No era una persona que tuviera demasiado apego a lo material, pero aquellas sandalias le habían acompañado en sus viajes durante los últimos diez años. Fuertes y polivalentes,  habían sido fieles compañeras en baños y en escaladas por los rincones más maravillosos que había conocido en el mundo. Sin duda las tenía asociadas a algunos de los mejores recuerdos de la última década. Y sin duda, ese sentimiento reconocible, que se apoderaba de él cuando las miraba ahora, era una pena tan honda que no se podía percibir sin ayuda de un batiscafo.

Pensó  que si tenían que jubilarse,  mejor que lo hicieran en acto de servicio. A pesar de esa tira suelta,  podría seguir usándolas durante la semana que le restaba de vacaciones.

Al día siguiente de regreso al hotel, la suela de la sandalia dañada comenzó a despegarse.
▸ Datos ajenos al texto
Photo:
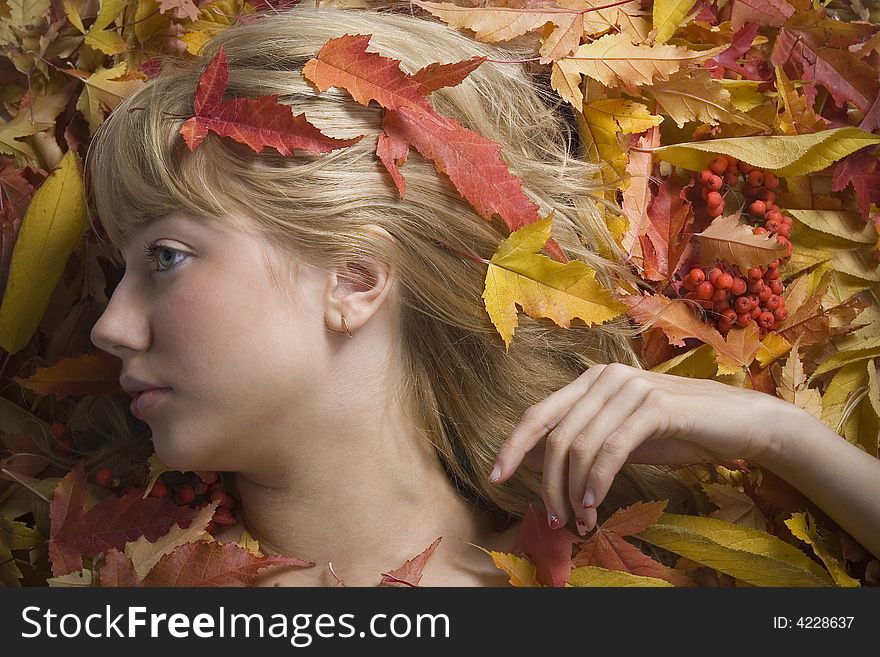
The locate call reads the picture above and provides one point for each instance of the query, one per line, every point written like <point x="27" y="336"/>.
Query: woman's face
<point x="241" y="357"/>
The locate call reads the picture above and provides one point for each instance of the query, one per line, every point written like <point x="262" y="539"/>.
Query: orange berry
<point x="718" y="165"/>
<point x="103" y="477"/>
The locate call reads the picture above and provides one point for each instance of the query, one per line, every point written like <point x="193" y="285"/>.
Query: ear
<point x="358" y="290"/>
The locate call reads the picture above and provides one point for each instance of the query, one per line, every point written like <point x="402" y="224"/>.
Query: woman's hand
<point x="581" y="435"/>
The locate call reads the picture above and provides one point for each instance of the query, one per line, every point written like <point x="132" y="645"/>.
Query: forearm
<point x="837" y="476"/>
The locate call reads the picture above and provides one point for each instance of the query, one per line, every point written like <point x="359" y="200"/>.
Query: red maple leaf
<point x="410" y="573"/>
<point x="549" y="549"/>
<point x="76" y="532"/>
<point x="256" y="122"/>
<point x="472" y="162"/>
<point x="861" y="171"/>
<point x="203" y="563"/>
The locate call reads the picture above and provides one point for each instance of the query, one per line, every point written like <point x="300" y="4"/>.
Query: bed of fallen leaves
<point x="660" y="94"/>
Intentó ignorarlo pero el deterioro crecía a un ritmo imparable y andar con ellas se tornó en un ejercicio que bordeaba entre el equilibrismo y el esperpento, se podría haber rodado un corto cómico de cine mudo sobre el modo  en que consiguió llegar literalmente a trompicones hasta su alojamiento. Cuando se descalzó, se dijo interiormente que aquella podría haber sido la última vez.  Su mujer  lo confirmó:

- Eso ya no hay quién la arregle. Tendrás que tirarla, porque más estorbos no podemos tener por casa.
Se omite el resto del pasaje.